PyYaml with Aliases and Anchors

I didn’t know this little tidbit until yesterday and want to get it posted so I can refer to it later.

I have this YAML config file that’s kinda long and has a lot of duplication in it. This isn’t what I’m working on, but let’s just say that you have a bunch of backup targets defined in your YAML config file, and your program rocks because each backup target can be defined to go to a different destination. Awesome, right?

Well, it might be, but it might also just make your YAML config file grotesque (and error-prone). Here’s an example:

Backups:
    Home_Jonesy:
        host: foo
        dir: /Users/jonesy
        protocol: ssh
        keyloc: ~/.ssh/id_rsa.pub
        Destination:
            host: bar
            dir: /mnt/array23/homes/jonesy
            check_space: true
            min_space: 80G
            num_archives: 4
            compress: bzip2
    Home_Molly:
        host: eggs
        dir: /Users/molly
        protocol: sftp
        keyloc: ~/.ssh/id_rsa.pub
        Destination:
            host: bar
            dir: /mnt/array23/homes/jonesy
            check_space: true
            min_space: 80G
            num_archives: 4
            compress: bzip2

Now with two backups, this isn’t so bad. But if your environment has 100 backup targets and only one destination, or…. heck — even if there are three destinations — should you have to write out the definition of those same three destinations for each of 100 backup targets? What if you need to change how one of the destinations is connected to, or the name of a destination changes, or array23 dies?

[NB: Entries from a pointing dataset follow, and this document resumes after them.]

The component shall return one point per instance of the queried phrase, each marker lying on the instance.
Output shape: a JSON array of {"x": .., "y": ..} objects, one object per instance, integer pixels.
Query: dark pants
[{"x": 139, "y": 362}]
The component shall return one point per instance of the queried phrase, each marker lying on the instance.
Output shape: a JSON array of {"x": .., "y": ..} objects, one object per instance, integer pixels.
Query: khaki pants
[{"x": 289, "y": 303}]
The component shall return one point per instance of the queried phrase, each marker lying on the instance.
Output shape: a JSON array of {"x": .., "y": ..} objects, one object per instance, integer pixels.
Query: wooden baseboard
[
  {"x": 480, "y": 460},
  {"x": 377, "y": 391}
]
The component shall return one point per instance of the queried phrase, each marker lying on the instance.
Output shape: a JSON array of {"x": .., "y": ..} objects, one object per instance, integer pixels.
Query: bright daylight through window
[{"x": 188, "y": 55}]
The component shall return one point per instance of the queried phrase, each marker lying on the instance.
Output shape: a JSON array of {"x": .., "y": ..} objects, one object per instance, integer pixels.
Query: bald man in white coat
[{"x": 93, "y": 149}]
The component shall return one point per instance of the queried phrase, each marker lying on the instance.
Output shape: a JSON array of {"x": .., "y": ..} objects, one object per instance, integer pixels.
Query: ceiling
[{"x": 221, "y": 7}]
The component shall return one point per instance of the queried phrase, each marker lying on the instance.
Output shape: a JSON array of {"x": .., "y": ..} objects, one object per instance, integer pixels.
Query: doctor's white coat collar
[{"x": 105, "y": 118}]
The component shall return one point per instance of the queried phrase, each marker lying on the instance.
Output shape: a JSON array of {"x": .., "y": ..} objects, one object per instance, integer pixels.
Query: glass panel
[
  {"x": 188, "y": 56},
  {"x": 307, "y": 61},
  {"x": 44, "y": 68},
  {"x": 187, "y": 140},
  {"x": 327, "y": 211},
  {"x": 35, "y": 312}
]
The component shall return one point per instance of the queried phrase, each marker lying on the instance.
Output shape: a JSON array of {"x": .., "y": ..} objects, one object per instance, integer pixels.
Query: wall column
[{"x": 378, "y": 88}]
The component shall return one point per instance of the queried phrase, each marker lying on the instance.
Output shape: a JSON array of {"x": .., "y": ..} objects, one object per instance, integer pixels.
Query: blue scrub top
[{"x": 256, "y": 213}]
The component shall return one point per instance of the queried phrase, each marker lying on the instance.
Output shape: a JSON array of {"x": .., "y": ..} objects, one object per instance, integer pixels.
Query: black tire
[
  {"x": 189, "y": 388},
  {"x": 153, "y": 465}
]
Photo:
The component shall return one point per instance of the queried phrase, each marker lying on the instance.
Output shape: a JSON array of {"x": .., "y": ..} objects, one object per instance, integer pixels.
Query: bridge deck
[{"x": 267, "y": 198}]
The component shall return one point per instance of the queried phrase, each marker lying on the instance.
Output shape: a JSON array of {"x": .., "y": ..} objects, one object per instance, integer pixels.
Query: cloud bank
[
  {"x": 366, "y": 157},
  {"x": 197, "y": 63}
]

Ideally, you’d be able to reference the same definition in as many places as you need it and have things “just work”, and if something needs to change, you just change it in one place. Enter anchors and aliases.

An anchor is defined just like anything else in YAML with the exception that you get to label the definition block using “&labelname”, and then you can (de)reference it elsewhere in your config with “*labelname”. So here’s how our above configuration would look:

BackupDestination-23: &Backup_To_ARRAY23
    host: bar
    dir: /mnt/array23/homes/jonesy
    check_space: true
    min_space: 80G
    num_archives: 4
    compress: bzip2
Backups:
    Home_Jonesy:
        host: foo
        dir: /Users/jonesy
        protocol: ssh
        keyloc: ~/.ssh/id_rsa.pub
        Destination: *Backup_To_ARRAY23
    Home_Molly:
        host: eggs
        dir: /Users/molly
        protocol: sftp
        keyloc: ~/.ssh/id_rsa.pub
        Destination: *Backup_To_ARRAY23

With only two backup targets, the benefit is small, but keep trying to imagine this config file with about 100 backup targets, and only one or two destinations. This removes a lot of duplication and makes things easier to change and maintain (and read!)

The cool thing about it is that if you already have code that reads the YAML config file, you don’t have to change it at all — PyYaml expands everything for you. Here’s a quick interpreter session:

>>> import yaml
>>> from pprint import pprint
>>> stream = file('foo.yaml', 'r')
>>> cfg = yaml.load(stream)
>>> pprint(cfg)
{'BackupDestination-23': {'check_space': True,
                          'compress': 'bzip2',
                          'dir': '/mnt/array23/homes/jonesy',
                          'host': 'bar',
                          'min_space': '80G',
                          'num_archives': 4},
 'Backups': {'Home_Jonesy': {'Destination': {'check_space': True,
                                             'compress': 'bzip2',
                                             'dir': '/mnt/array23/homes/jonesy',
                                             'host': 'bar',
                                             'min_space': '80G',
                                             'num_archives': 4},
                             'dir': '/Users/jonesy',
                             'host': 'foo',
                             'keyloc': '~/.ssh/id_rsa.pub',
                             'protocol': 'ssh'},
             'Home_Molly': {'Destination': {'check_space': True,
                                            'compress': 'bzip2',
                                            'dir': '/mnt/array23/homes/jonesy',
                                            'host': 'bar',
                                            'min_space': '80G',
                                            'num_archives': 4},
                            'dir': '/Users/molly',
                            'host': 'eggs',
                            'keyloc': '~/.ssh/id_rsa.pub',
                            'protocol': 'sftp'}}}

…And notice how everything has been expanded.

Enjoy!